Nizar Baraka, ministre de l’Equipement et de l’eau : Il pleut très peu mais mon ministère arrose mieux…

Une équipe du Canard a été reçue par le ministre de l’Equipement et de l’eau Nizar Baraka pour faire le point sur son action en tant que ministre au cœur de l’urgence hydrique.

Laila Lamrani

C’est quoi cette histoire d’ensemencement artificiel dont vous avez parlé devant le Parlement ?

C’est un programme baptisé Al Ghait qui coûte une pluie de milliards. 

Confronté à la sécheresse, le Maroc a effectué pas moins de 163 opérations depuis 2020 dans l’espoir de provoquer la pluie qui a fini par arriver.

Mais au cours des dernières années, on a eu surtout des inondations qui ont frappé les régions sud du pays il y a quelques mois, et très peu de pluies… Vous ne trouvez pas que cette technique, en plus d’être inutilement coûteuse, est suspecte?

Pas du tout. Il ne faut pas donner crédit aux racontars colportés par les réseaux sociaux. Moi je suis un ministre qui mouille la chemise pour que notre pays soit bien arrosé et dépasse son stress hydrique. Quant à l’aspect financier de la chose, c’est un peu l’arroseur arrosé.

Quelle est la particularité du ministère de l’Equipement et de l’Eau?

C’est un ministère en perpétuelle action et interaction . Ce que les inondations détruisent comme infrastructures, notamment les routes et les ponts, mon ministère se mobilise pour les réparer. Sans compter la construction de barrage et autres usines de dessalement. Je suis donc à la tête du ministère qui engloutit le plus de fonds publics.

L’argent coule donc à flots? 

Absolument. Mais sans faire de vagues. Comme quoi, le stress hydrique ne fait que des malheureux en ce sens qu’il a un grand pouvoir arroseur.

La solution efficace contre le stress hydrique a été trouvée : dessaler pour continuer à mieux gaspiller tranquillement…

Avec la surconsommation qui caractérise le mode de vie des Marocains et surtout le modèle agricole national, je crains que l’on assèche nos mers et nos océans. On adore se noyer sous les problèmes et même dans un verre d’eau plutôt que de prendre le robinet par le bon bout. Franchement, il m’arrive d’essayer d’agir mais je suis souvent victime du phénomène de l’évaporation des idées, une conséquence insidieuse et encore méconnue du gaz à effet de serre.

Il vaut mieux économiser votre génie flottant en attendant que vous mettiez en place une véritable politique d’économie d’eau…
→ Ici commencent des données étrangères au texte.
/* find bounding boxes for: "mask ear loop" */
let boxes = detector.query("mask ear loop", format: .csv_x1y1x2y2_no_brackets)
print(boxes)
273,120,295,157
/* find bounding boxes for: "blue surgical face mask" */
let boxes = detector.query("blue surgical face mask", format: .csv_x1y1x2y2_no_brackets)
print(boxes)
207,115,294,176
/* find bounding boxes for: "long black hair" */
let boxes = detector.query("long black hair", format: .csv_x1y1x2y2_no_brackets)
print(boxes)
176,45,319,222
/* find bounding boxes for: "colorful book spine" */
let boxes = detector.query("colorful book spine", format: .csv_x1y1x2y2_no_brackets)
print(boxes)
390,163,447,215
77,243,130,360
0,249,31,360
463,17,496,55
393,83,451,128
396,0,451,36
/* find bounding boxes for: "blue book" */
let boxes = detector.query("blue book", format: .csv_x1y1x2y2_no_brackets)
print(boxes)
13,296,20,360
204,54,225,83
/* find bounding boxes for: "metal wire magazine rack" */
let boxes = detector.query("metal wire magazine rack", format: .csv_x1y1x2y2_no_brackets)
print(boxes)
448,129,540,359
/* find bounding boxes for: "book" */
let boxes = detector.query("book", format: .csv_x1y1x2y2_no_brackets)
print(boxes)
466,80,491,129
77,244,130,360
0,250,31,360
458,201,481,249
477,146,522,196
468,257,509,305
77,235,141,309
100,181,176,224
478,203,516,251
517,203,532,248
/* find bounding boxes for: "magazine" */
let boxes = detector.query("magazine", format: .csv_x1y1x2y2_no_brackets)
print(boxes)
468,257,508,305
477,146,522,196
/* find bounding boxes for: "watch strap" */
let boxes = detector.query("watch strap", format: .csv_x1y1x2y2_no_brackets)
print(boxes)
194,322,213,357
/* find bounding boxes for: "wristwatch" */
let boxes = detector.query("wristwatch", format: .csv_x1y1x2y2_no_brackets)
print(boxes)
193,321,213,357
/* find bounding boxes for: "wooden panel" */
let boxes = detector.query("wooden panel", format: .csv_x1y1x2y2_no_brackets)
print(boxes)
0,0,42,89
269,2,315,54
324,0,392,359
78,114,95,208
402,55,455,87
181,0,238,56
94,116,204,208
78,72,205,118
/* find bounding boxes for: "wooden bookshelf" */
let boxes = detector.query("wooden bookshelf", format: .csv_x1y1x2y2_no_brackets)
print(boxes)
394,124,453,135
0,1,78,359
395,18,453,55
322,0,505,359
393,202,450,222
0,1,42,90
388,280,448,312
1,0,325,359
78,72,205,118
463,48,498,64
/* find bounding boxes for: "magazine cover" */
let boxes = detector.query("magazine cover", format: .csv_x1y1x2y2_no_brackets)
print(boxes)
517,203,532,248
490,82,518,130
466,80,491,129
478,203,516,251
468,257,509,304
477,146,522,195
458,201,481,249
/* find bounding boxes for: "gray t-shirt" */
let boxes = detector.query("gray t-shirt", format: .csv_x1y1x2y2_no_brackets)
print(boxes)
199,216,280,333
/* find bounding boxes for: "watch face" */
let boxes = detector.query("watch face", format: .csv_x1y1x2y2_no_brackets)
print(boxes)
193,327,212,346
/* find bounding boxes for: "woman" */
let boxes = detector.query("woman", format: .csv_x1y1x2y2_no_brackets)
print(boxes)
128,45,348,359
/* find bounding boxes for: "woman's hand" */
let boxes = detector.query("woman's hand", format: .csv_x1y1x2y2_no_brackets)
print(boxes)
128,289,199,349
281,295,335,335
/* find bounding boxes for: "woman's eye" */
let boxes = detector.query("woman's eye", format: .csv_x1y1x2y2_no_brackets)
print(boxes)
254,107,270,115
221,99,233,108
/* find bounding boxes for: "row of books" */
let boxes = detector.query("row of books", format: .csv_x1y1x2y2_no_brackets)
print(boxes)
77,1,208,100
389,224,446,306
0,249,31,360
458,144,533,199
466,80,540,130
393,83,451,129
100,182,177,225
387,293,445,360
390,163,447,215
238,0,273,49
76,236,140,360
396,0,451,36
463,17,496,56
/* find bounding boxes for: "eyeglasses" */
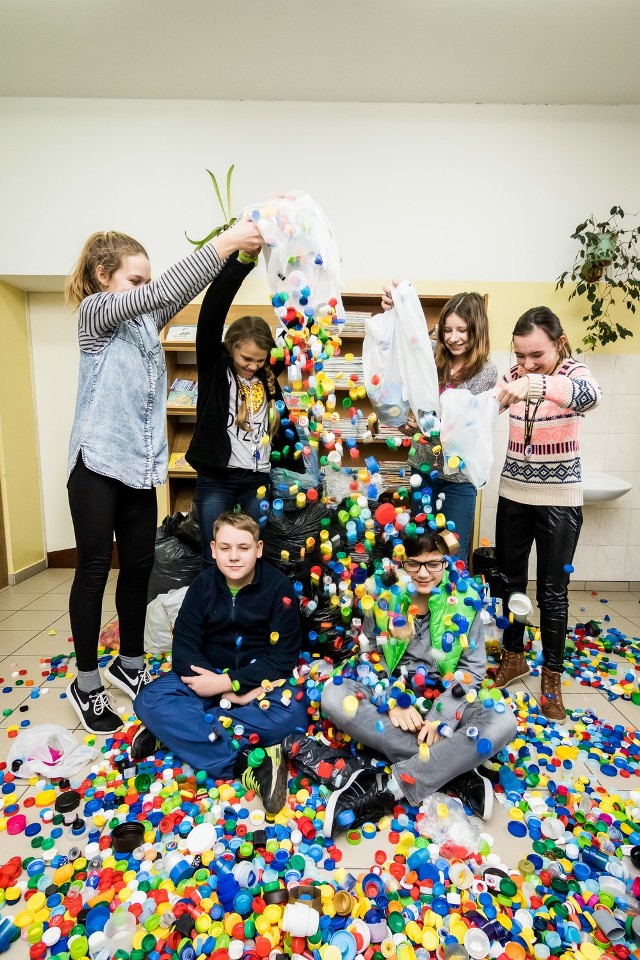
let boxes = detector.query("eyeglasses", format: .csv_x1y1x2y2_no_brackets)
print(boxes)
402,558,446,574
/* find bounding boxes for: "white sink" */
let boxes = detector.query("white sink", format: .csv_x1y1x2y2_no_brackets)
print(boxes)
583,471,632,503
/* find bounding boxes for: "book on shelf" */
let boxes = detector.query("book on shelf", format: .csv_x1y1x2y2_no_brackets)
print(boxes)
165,324,196,343
167,378,198,406
168,451,192,472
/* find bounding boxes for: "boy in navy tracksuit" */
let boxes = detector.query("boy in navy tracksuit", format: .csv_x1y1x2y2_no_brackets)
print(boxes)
134,511,308,812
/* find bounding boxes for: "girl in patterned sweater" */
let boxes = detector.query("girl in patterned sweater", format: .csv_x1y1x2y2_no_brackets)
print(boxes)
492,307,601,721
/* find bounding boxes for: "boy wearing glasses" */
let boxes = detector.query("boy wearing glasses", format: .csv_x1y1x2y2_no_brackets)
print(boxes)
321,532,517,837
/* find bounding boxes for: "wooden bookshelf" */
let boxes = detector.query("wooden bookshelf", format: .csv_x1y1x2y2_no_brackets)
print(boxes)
159,291,469,515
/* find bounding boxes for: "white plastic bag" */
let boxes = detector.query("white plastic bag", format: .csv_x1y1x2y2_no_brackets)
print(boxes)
363,280,439,430
363,307,409,427
440,388,499,488
391,280,440,431
245,192,344,329
144,586,188,654
8,725,97,779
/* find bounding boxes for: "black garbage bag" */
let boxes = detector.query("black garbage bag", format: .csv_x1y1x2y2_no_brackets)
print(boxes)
263,500,334,587
147,519,202,602
282,732,370,788
173,502,201,551
300,598,358,664
472,547,501,596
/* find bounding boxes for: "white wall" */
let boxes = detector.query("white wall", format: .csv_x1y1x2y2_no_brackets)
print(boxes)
9,97,640,575
1,98,639,282
478,352,640,586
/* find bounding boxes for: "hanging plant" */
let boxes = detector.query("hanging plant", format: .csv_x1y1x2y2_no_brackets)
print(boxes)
556,206,640,349
186,164,237,250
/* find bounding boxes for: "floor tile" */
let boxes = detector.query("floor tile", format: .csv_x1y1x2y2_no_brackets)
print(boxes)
0,631,44,656
523,672,600,697
20,594,71,612
13,632,76,657
560,694,631,727
0,688,77,729
0,610,63,632
0,592,42,611
610,696,640,727
601,597,640,620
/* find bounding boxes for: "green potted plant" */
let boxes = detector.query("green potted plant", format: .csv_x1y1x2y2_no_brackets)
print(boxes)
186,164,237,250
556,206,640,349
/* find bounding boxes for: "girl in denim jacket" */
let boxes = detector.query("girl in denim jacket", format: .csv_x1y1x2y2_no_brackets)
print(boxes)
65,219,261,734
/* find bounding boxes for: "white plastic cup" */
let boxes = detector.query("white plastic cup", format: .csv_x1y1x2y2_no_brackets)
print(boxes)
507,592,534,623
103,910,136,954
282,902,320,937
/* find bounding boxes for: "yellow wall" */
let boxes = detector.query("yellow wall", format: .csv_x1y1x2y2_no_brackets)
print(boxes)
0,281,45,574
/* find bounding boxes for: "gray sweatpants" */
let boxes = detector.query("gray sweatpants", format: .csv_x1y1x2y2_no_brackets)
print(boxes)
321,678,517,806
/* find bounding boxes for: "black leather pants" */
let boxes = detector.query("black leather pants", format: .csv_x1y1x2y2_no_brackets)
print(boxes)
495,496,583,673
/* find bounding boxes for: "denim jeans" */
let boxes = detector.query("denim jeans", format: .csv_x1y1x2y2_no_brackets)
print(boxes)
411,472,477,567
135,671,309,779
196,467,267,566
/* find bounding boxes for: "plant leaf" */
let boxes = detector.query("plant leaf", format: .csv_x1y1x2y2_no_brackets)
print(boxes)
207,169,227,221
226,164,235,221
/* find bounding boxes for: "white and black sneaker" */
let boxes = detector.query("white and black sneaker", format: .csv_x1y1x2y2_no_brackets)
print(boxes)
103,657,152,700
445,768,494,821
323,768,396,838
67,680,122,734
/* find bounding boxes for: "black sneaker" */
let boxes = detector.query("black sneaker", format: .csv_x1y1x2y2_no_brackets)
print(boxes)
104,657,152,700
235,745,288,815
445,769,494,820
66,680,122,734
131,724,161,761
323,769,396,838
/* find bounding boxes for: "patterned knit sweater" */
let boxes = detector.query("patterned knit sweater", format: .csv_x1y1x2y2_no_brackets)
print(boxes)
498,357,601,507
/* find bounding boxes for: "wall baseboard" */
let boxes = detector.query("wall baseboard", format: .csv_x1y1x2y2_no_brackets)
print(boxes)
9,558,48,584
47,546,119,569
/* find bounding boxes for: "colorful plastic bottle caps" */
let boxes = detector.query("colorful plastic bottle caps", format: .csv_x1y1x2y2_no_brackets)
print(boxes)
464,928,491,960
6,814,26,835
186,822,217,855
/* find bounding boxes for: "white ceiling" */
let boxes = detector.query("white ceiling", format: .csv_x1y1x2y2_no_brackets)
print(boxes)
1,0,639,105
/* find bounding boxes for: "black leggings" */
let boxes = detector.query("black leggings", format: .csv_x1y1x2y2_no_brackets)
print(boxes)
67,457,157,673
495,496,583,674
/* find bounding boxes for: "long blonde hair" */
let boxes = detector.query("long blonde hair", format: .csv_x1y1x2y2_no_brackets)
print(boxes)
434,292,490,386
224,316,281,439
65,231,148,305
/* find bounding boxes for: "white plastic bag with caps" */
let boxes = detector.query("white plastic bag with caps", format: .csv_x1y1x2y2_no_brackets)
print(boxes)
440,387,499,488
363,307,409,427
364,280,440,431
8,725,98,779
392,280,440,433
144,586,188,654
245,192,344,329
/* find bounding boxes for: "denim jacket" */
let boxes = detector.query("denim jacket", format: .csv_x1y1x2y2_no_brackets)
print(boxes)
68,314,168,488
67,243,224,489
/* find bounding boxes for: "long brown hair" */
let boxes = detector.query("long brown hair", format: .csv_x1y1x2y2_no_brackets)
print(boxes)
512,306,572,361
65,231,148,305
224,316,281,439
434,292,490,386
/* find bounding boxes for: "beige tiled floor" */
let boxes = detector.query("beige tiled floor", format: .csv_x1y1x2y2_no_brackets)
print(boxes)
0,571,639,956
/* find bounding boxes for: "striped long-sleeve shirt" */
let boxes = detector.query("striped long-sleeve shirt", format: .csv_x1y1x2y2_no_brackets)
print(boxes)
498,357,601,507
78,244,223,352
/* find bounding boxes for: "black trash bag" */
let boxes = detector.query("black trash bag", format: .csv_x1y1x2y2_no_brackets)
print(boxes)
282,732,370,788
173,502,201,551
147,520,202,602
472,547,501,596
262,500,334,586
301,599,357,664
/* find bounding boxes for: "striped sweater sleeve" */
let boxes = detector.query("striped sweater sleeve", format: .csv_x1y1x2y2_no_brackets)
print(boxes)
527,359,602,413
78,244,224,352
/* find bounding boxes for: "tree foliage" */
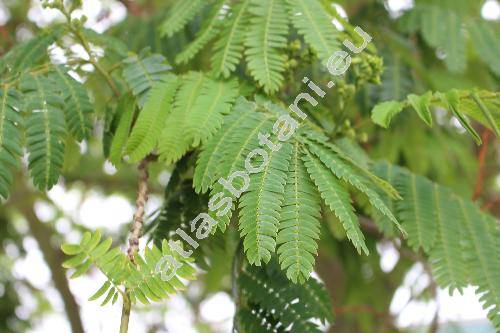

Comme vous voulez, je vais dans ce cas continuer à me la couler douce, au risque de priver le pays d’une belle source d’inspiration. Ce qui nous arrive est aussi la faute au changement climatique et au ciel devenu de moins en moins en moins généreux.Le changement climatique a bon dos. Il nous permet d’avaler et faire avaler toutes les couleuvres sans rien tenter véritablement pour promouvoir le changement politique.

Nizar Baraka qui parle de changement politique ! On dirait que le changement climatique vous a changé…

L’urgence climatique m’a appris que rien n’est urgent tant que le monde est encore debout et que l’argent facile ou difficile coule à flots.

Il y a plus grave que le stress hydrique, le stress politique. Notre paysage partisan est devenu anxiogène. Surtout avec ses procès qui se multiplient contre les élus prévaricateurs qui traversent l’ensemble des partis.

Au fait, que pensez-vous du dernier remaniement gouvernemental ?

Il ne coule pas de source mais ressemble à une auberge espagnole. Tout le monde y a trouvé son compte. Sauf les naïfs qui s’attendaient à un véritable changement.